Forty Fighting Years!
by New Worker correspondent
FORTY YEARS is a long time in anyone’s book. For a Party that some said
would only last six weeks it’s an immense achievement said Andy Brooks
at the New Communist Party’s (NCP’s) foundation day celebration at the
historic Marx Memorial Library in London last weekend. The NCP leader
paid tribute to all the effort, sacrifice and hardship that comrades had
endured to ensure the survival of the Party over the years, during the
formal part of the commemoration on Sunday.
Comrades gathered in the hallowed hall of the building that was once the
centre for the pioneering socialists of the 19th century and the base
for Lenin, who worked there for nearly two years editing Iskra, the
Bolshevik newspaper that was smuggled into Czarist Russia to help build
the revolutionary movement.
“We are the party of Lenin and Stalin but we are also the party of Sid
French and Eric Trevett,” Andy Brooks said.
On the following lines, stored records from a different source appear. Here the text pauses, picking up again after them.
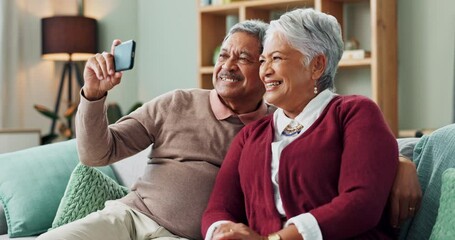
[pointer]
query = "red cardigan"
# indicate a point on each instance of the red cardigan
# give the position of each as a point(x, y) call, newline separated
point(340, 170)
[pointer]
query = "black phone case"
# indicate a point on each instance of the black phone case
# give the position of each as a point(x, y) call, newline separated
point(124, 56)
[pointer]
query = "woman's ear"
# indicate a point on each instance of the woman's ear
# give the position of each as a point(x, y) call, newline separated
point(318, 65)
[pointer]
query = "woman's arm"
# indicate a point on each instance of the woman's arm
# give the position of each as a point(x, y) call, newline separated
point(368, 168)
point(226, 200)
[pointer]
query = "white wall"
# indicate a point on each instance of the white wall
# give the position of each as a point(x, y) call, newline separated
point(167, 56)
point(425, 43)
point(426, 62)
point(167, 49)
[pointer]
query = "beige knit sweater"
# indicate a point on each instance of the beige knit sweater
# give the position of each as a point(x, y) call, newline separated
point(189, 144)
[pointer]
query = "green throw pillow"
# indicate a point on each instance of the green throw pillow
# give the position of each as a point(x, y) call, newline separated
point(445, 222)
point(32, 182)
point(87, 191)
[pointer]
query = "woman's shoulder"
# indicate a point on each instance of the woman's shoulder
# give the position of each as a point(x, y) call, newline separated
point(353, 101)
point(259, 125)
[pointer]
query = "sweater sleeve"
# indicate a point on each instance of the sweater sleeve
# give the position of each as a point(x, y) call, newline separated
point(226, 200)
point(101, 144)
point(368, 167)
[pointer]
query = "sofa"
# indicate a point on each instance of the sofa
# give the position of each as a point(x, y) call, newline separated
point(38, 178)
point(56, 161)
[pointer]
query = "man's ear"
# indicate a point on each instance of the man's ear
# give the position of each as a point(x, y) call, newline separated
point(318, 65)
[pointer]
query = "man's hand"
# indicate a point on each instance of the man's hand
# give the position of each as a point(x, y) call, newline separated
point(406, 193)
point(100, 75)
point(236, 231)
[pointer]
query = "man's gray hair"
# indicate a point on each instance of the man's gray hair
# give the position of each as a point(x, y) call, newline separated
point(255, 28)
point(312, 33)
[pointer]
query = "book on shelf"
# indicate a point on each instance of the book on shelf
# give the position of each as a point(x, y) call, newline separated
point(355, 54)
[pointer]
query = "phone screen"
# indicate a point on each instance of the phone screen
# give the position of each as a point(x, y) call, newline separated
point(124, 55)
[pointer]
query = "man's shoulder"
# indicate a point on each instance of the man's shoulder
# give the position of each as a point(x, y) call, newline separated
point(182, 95)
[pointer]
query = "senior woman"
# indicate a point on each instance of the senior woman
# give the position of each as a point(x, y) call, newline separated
point(322, 166)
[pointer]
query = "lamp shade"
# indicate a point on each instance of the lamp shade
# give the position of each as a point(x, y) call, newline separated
point(68, 38)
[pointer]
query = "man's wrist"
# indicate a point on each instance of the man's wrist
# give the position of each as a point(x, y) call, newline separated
point(92, 95)
point(274, 236)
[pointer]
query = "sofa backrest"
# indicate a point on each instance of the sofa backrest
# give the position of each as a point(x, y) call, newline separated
point(129, 169)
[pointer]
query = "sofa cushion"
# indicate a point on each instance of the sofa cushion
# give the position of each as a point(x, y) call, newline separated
point(445, 221)
point(3, 226)
point(32, 182)
point(87, 191)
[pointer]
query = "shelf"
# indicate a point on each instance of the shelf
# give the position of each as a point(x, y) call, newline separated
point(258, 4)
point(355, 63)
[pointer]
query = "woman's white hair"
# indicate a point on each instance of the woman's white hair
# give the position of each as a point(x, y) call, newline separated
point(312, 33)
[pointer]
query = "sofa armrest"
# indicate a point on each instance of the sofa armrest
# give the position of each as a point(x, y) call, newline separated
point(129, 169)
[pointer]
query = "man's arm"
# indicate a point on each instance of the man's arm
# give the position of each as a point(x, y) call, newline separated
point(406, 193)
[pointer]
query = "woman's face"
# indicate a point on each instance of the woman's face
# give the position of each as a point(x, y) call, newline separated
point(288, 82)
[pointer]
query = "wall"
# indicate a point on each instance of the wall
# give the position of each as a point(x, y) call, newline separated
point(425, 42)
point(426, 62)
point(167, 56)
point(167, 50)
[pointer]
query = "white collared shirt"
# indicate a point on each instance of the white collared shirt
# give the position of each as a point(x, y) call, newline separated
point(306, 223)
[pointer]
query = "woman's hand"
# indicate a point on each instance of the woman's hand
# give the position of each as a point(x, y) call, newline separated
point(100, 75)
point(406, 193)
point(232, 230)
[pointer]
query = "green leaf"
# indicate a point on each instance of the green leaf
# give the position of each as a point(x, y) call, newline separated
point(45, 111)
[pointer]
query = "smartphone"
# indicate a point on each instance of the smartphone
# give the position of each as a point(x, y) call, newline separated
point(124, 55)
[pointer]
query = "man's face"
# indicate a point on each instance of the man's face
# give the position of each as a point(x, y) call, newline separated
point(236, 73)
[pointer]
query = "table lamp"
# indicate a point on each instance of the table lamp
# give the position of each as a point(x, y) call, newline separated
point(68, 39)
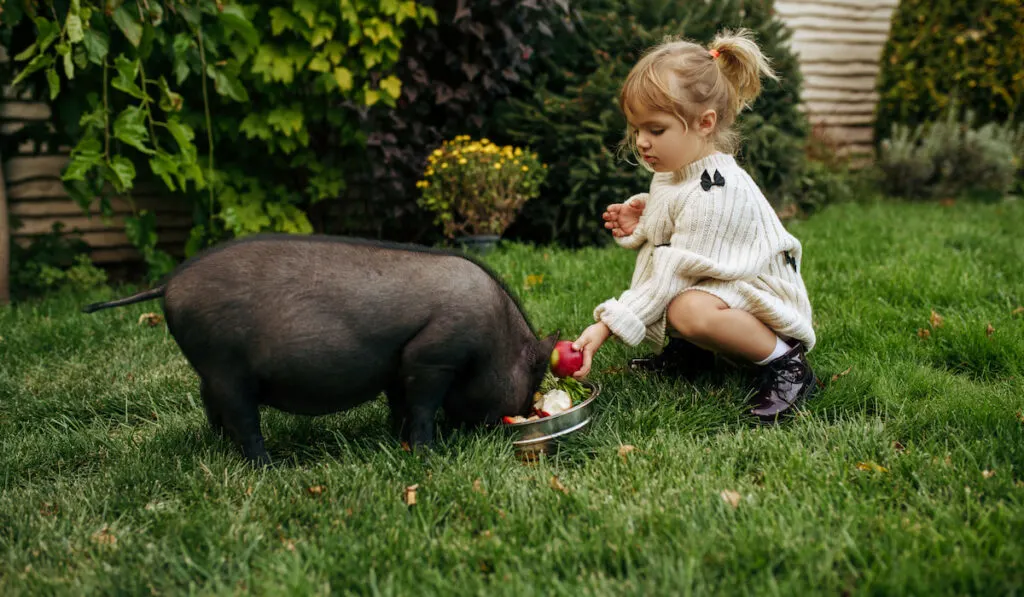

Sid and Eric were lifelong
communists who founded the NCP in 1977 on the principles of
working-class unity, Marxism-Leninism and proletarian internationalism.
Forty years later the NCP and its weekly paper, the New Worker,
continue to keep up the fight. This was reflected in the contributions
from the honoured guests that included old friends from the Italian
communist movement (PC) and the Revolutionary Communist Party of Britain
(ML) along with ambassadors and other diplomats from Cuba, Democratic
Korea, Laos and Vietnam.
Two ambassadors, Laotian Comrade Sayakane Sisouvong and Comrade Nguyen
Van Thao from Vietnam, spoke highly about the NCP’s solidarity work, and
Comrade Jorge Luis Garcia from Cuba warned about the new American
threats to the socialist island in the Caribbean. The consistent work in
solidarity with the Democratic People’s Republic of Korea was
highlighted by Comrade Song Gi Kim from the Democratic Korean embassy
and this was also taken up by Dermot Hudson, the chair of the UK Korean
Friendship Association (KFA).
National Chair Alex Kempshall recalled the NCP’s efforts over the
decades to build working class and communist unity when he called on
Michael Chant of the RCPB (ML) to say a few words about the
long-standing friendship between our two parties. And soon after Michael
and Lesley Larkum, both accomplished musicians, played an interlude of
light classical music that included a Korean folk-song and a piece
arranged by one of their comrades, Cornelius Cardew, who died in
mysterious circumstances in 1981.
No NCP celebration ends without an appeal for the fighting fund and this was given in rousing style by our national treasurer, Daphne Liddle. It clearly went down well with the comrades who raised £1,338 for the New Worker on the day!